Giving tax breaks where they are not needed is just one reason to reject this bill.  Another is how these cuts are paid for -  by imposing higher income taxes on those lower down the pay scale. The method of choice is eliminating deductions that allow middle- and lower-income families to hold on in uncertain times.

For example, interest on student loan debt would no longer be deductible, driving up the cost of education. The adoption tax credit (currently worth $13,750) would disappear. Significant medical expenses, deductible now if they exceed 10% of a taxpayer’s gross income, would no longer be so. Two years ago, almost 9 million filers used this deduction to offset the cost of nursing home care for an older parent, or care for a special needs child, or pay for hugely expensive treatments needed by some cancer patients. Mortgage interest and property taxes would only be deductible up to a new cap. And state and local taxes would not be deductible at all, penalizing people in states like California and New York that did not vote for Trump with double taxation.

In short, tax cuts at the top are to be paid for by the elimination of deductions working people depend on to educate themselves and care for their families. The proposal does raise the standard deduction for individuals and families, and temporarily increases the Child Tax Credit from $1000 to $1600. But it eliminates personal exemptions and raises the lowest income tax rate, too. Taking the proposal as a whole, more than 2/3 of the tax cuts it contains go to corporations and wealthy individuals.
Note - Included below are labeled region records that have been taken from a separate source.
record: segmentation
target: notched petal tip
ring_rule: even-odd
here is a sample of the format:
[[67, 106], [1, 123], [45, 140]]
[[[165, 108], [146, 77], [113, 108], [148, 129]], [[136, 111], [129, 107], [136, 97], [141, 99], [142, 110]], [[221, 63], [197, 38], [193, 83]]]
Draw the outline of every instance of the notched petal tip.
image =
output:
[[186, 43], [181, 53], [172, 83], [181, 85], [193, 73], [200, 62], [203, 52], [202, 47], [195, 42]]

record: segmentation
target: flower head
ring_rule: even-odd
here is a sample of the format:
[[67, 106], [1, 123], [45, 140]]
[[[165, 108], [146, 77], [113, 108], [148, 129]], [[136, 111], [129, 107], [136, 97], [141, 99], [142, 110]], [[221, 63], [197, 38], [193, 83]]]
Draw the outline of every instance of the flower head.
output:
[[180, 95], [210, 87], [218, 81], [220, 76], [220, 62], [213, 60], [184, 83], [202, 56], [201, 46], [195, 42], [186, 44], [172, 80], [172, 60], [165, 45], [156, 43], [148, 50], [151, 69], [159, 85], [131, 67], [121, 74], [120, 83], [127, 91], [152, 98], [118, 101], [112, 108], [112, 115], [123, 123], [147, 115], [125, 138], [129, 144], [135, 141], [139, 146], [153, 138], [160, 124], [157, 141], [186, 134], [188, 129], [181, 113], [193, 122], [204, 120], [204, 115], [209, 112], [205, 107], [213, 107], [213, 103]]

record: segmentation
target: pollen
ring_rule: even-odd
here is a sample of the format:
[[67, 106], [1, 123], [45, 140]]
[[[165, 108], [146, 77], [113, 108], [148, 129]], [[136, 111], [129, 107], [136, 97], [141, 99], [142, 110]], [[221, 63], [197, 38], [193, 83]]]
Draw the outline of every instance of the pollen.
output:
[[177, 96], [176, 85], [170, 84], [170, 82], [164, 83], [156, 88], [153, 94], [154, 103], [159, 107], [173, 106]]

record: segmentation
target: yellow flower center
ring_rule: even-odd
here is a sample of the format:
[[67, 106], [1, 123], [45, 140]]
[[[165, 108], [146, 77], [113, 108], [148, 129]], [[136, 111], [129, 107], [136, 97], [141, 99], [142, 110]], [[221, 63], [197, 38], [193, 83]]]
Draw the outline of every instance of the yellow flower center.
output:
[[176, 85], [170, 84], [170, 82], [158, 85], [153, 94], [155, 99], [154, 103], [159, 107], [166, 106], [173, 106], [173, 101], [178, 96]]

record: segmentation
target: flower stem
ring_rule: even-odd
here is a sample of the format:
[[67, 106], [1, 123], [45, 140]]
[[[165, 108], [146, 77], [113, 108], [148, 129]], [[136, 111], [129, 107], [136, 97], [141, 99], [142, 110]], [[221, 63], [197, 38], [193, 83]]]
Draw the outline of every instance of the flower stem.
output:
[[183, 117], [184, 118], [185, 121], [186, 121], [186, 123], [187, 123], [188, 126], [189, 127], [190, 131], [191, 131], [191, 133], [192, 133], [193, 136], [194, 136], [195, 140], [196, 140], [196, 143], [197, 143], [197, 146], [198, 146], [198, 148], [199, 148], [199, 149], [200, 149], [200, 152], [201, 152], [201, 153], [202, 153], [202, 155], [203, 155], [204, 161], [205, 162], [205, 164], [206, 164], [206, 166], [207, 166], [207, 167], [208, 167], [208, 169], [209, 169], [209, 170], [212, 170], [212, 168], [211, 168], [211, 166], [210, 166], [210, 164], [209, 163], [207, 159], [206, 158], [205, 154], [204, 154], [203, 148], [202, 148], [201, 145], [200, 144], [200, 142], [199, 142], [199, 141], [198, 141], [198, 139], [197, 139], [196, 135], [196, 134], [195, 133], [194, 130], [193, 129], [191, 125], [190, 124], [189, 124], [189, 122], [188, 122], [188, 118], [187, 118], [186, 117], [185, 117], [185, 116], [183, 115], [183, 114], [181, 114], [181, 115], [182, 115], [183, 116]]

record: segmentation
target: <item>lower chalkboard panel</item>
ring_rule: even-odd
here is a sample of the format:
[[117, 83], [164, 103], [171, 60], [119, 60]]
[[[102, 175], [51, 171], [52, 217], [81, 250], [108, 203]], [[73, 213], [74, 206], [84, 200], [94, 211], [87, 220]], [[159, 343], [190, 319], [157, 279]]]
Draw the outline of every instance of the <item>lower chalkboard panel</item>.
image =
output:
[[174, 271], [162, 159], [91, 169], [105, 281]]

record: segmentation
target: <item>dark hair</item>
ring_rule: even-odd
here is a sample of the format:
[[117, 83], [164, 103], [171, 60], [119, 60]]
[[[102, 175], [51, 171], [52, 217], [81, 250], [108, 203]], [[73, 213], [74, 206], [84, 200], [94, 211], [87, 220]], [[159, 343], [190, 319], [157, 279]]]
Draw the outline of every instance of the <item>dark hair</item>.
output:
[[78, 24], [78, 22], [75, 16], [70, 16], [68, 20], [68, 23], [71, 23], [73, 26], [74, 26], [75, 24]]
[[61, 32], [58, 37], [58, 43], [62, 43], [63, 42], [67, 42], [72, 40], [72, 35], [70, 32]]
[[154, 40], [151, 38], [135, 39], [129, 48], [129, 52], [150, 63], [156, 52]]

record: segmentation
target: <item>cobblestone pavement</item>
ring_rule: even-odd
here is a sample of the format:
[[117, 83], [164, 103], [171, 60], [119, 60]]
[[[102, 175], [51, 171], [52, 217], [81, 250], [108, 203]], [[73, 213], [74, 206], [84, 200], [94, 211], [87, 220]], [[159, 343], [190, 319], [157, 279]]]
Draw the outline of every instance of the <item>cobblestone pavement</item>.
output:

Unpacking the Hidden Domination Agenda

While the status of individual families will vary widely, many middle class families will pay even higher taxes under the GOP proposed “tax reform.” Eliminating deductions doesn’t make up for all the revenue lost by the cuts on corporations and the very wealthy. And here is where the scam of this proposal gets even worse. Passing the bill would add $1.5 trillion to the national deficit, a shocking move for the party who claims to champion fiscal responsibility!

By not paying for the full cost of the benefits it bestows, the bill sets the scene for deficit hawks to go after public spending far into the future. The impact of this proposed “tax reform” package is further shredding of our already tattered safety net. It is designed to put powerful pressure on our government to decrease spending on essential programs. Head Start, children’s health insurance, job training, and other investments in our work force will face greater risk. People who depend on entitlement programs will be watching their Social Security, Medicare and Medicaid benefits roll back, or even be eliminated.

Toward Real Tax Reform

Tax policy could be a meaningful method to meet unmet needs. It could promote a care infrastructure that would increase human capital. It could promote paid family leave, early education, and make higher education more affordable. It could give corporations an incentive to expand resources for elder care and implement green policies to preserve our natural resources. When more severe natural disasters are in store due to climate change, tax policy should work to help those who stand to lose their livelihoods, homes and lives.

The GOP plan does none of these things. It’s a cynical example of domination economics that benefits those at the top on the backs of those lower down. It puts profits over people, exacerbates inequities, and ignores the rapidly closing window of opportunity that remains to remedy the damage we’ve inflicted on the environment.

If the US is to fulfill its promise, expand its economy, and build on the principles which make us great, this proposal must be resoundingly rejected.